# Interview or inner-view of IBEW



## MGFlowers (Aug 13, 2011)

I recently had my interview...quickest interview of my life. I drove a little over an hour to answer maybe 5 questions. The interview took maybe 10 minutes. I was one of the last candidates for the day.
There was however another guy there who was waiting to be interviewed. He claimed he went to a meeting a week earlier and was "sworn in" along with maybe 9 other guys. 

So he was sworn in before his oral interview?? 

What is that about?


----------



## Celtic (Nov 19, 2007)

Did he say that before or after you went in?


----------



## MGFlowers (Aug 13, 2011)

Celtic said:


> Did he say that before or after you went in?


Before. Is that normal?


----------



## Celtic (Nov 19, 2007)

MGFlowers said:


> Before. Is that normal?



Yes...when the competition is trying to rattle your cage.


----------



## MGFlowers (Aug 13, 2011)

Celtic said:


> Yes...when the competition is trying to rattle your cage.
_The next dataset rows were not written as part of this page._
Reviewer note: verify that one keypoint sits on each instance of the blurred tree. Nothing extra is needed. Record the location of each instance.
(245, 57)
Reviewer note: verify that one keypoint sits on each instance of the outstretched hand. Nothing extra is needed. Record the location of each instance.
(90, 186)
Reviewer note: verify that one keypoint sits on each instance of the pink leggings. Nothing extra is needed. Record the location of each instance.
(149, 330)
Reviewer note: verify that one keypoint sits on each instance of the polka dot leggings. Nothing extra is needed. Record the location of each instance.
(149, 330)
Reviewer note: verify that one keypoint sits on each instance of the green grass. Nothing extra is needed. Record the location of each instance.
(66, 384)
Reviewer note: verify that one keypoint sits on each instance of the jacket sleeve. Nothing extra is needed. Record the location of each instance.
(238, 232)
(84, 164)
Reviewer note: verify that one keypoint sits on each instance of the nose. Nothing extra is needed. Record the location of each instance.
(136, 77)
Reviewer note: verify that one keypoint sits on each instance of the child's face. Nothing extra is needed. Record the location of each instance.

Good point, but when one of the board members says to him, "you look just like your dad."...one wonders.


----------



## al13nw4r3LC76 (Apr 6, 2009)

I'm 99% sure he was lying. It took me over a year to get sworn in if I recall correctly. As did everyone else.


----------



## s.kelly (Mar 20, 2009)

Right now, most of the new appreitices in this juriisdiction are cw's that have applied to apprenticship. could certainly join the local before being accepted as an apprentice, though it is not what ordinarily happens


----------



## brian john (Mar 11, 2007)

Many of our apprentices are sworn in before getting in the "A" program.


----------



## al13nw4r3LC76 (Apr 6, 2009)

brian john said:


> Many of our apprentices are sworn in before getting in the "A" program.


I stand corrected. Are you referring to the Residential side.... or the CW's?


----------